Two years ago, toward the end of the Libyan civil war, rebel forces ransacked the compound of Muammar Gaddafi and found, among other odds and ends (a mermaid chair, apparently his daughter’s), a photo album lovingly devoted to the dictator’s No. 1 crush, Condoleezza Rice. Gaddafi’s affections for the former secretary of state had been public knowledge since at least 2007, when he gushed in an Al Jazeera interview, “Leezza Leezza Leezza…I love her very much.” His feelings were apparently not reciprocated; Rice said she found it “weird and a bit creepy.”
A what-if romance between Gaddafi and his “African princess” would have made for a dynamite reworking of Die Entführung aus dem Serail, Mozart’s 1782 German-language opera about the abduction of a Spanish noblewoman by an admiring Ottoman pasha. Alas, the In Series, which has been commissioning new English adaptations of Mozart’s operas, hit on a different counterfactual based on another historical crush: that of Texas Judge Roy Bean, the self-declared “Law West of Pecos,” for English actress Lillie Langtry. Bean became infatuated after seeing a picture of her. Though he never met, much less kidnapped, her, his infatuation did cause him to rename the town he governed Langtry, where he meted out justice in her name.
Abduction From the Seraglio is the brainchild of librettist Bari Biern, a veteran of the Capitol Steps, that satirical musical troupe whose Washingtonian song parodies (“Harpin’ Bout the GSA”) are either zany or groan-inducing, depending on your tolerance for political geekery. The Wild West retelling we get here has the same flavor of self-aware cheesiness, which works for a small opera company with a limited budget: When the hero rides into town, barely keeping a straight face through his first aria, he’s straddling a prop horse head on a stick. In this version, Judge Bean, in the role of the pasha, has Lillie kidnapped while on tour and whisks her away to Langtry where he sets out to win his hostage’s heart. Hot in pursuit is Lillie’s boyfriend and tour manager Belmont, who hatches an escape plan with two servants, Blondie and Pedrillo, who have also been taken hostage.

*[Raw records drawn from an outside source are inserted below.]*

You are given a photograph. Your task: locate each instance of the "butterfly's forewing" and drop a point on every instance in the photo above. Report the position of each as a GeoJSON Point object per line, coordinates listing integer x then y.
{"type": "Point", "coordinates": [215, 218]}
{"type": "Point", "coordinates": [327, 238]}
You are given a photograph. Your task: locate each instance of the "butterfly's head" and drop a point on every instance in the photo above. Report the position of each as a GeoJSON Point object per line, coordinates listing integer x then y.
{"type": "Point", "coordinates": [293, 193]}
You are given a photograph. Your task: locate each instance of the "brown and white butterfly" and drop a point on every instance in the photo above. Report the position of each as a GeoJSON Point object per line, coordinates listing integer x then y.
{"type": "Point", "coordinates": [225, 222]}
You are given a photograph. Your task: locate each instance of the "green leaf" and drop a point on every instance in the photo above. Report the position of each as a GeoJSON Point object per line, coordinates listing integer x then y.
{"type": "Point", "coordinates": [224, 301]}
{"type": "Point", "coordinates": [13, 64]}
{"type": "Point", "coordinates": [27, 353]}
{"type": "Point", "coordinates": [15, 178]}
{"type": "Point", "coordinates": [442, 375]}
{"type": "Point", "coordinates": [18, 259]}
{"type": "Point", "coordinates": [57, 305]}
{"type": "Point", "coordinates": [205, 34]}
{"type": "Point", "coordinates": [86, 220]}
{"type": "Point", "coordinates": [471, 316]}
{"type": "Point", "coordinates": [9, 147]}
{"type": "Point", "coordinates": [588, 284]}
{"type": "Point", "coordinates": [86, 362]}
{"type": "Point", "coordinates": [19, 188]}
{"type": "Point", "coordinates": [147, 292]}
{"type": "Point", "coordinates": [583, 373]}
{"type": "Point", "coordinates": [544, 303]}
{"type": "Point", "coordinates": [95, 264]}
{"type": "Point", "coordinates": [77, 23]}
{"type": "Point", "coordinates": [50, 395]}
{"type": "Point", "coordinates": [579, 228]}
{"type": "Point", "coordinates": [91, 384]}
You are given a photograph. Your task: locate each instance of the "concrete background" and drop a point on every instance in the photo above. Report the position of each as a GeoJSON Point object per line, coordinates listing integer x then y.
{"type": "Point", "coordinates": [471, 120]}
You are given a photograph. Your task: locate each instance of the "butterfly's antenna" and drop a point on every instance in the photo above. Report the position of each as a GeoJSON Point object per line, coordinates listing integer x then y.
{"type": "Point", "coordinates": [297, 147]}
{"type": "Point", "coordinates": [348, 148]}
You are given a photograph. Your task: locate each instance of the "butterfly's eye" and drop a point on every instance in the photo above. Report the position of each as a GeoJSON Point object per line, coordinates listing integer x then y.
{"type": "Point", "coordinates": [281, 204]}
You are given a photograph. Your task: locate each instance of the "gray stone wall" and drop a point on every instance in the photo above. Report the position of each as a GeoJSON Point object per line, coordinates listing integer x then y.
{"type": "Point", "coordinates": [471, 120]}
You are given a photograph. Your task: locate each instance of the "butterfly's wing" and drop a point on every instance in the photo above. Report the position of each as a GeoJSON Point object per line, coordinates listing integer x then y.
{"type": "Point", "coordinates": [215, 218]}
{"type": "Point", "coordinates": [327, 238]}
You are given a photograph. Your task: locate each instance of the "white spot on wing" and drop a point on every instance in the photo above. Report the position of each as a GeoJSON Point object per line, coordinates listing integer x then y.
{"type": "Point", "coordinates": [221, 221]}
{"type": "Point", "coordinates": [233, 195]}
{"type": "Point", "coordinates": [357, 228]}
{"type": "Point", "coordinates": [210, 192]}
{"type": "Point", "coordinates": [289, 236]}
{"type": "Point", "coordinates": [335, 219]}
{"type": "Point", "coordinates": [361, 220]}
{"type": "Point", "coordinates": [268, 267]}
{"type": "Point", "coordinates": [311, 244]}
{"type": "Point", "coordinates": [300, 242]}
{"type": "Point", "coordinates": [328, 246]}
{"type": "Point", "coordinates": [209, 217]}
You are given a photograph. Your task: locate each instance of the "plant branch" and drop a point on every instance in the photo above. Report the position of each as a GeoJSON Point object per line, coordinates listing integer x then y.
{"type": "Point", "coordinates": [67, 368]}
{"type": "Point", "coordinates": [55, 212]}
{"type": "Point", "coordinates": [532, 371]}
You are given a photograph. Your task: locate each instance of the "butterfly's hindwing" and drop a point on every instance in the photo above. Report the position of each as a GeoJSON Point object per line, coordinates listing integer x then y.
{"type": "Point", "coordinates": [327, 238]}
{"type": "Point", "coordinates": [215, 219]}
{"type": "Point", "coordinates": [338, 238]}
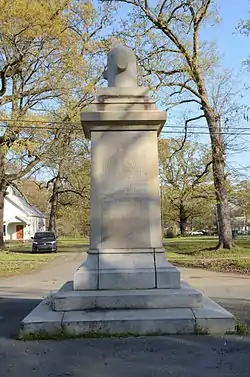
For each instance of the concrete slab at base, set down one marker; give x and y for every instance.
(42, 321)
(131, 299)
(209, 319)
(213, 318)
(150, 321)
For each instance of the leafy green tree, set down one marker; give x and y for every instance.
(166, 37)
(185, 172)
(44, 45)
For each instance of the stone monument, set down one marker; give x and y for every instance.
(125, 284)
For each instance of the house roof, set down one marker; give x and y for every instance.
(22, 204)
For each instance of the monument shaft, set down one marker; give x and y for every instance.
(126, 251)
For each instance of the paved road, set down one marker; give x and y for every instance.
(179, 356)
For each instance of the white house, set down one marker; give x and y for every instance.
(21, 220)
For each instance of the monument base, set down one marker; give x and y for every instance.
(123, 269)
(159, 312)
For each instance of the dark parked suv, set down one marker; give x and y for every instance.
(44, 241)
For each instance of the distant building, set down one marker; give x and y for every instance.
(21, 220)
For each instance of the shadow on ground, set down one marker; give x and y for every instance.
(178, 356)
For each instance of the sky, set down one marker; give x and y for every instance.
(234, 49)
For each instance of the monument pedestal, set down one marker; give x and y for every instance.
(125, 285)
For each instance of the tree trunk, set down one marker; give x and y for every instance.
(2, 192)
(54, 203)
(220, 182)
(183, 219)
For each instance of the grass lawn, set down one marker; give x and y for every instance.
(200, 252)
(18, 259)
(21, 263)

The result is a sweet-natured and surprisingly faithful adaptation of Mozart’s singspiel, aided by a strong stable of singers. Heather Bingham and Joseph Haughton, as Lillie and Belmont, anchor the production; both have superb voices that easily fill the Source theater’s cramped space. And Jeffrey Tarr, as Roy Bean’s straight-edge enforcer Osmond (who breaks edge for—of course—a girl), dominates every scene with his foghorn baritone and severe Texas drawl. The cast rounds out with a chipper, vaguely cockney CarrieAnne Winter as Blondie and Nephi Sanchez, better than he was in the In Series’ recent Clemenza di Tito, as Pedrillo. As Judge Bean, Scott Sedar mostly doesn’t sing, but he does have a convincingly flinty Clint Eastwood squint.
Although the singing remains solid throughout, there are moments when the action drags (especially relative to most of the In Series’ abridged “pocket operas”) and the physical humor is either distracting or just doesn’t make sense. And the modest orchestration cuts back on Mozart’s rich score, from which its “Turkish” melodies call for percussive, brass, and wind instruments that the In Series’ chamber ensemble (hesitant, but decent) simply doesn’t have. Perhaps it’s a tribute to Mozart’s benefactor Holy Roman Emperor Joseph II, who complained to the composer, probably apocryphally, that his opera had “too many notes.”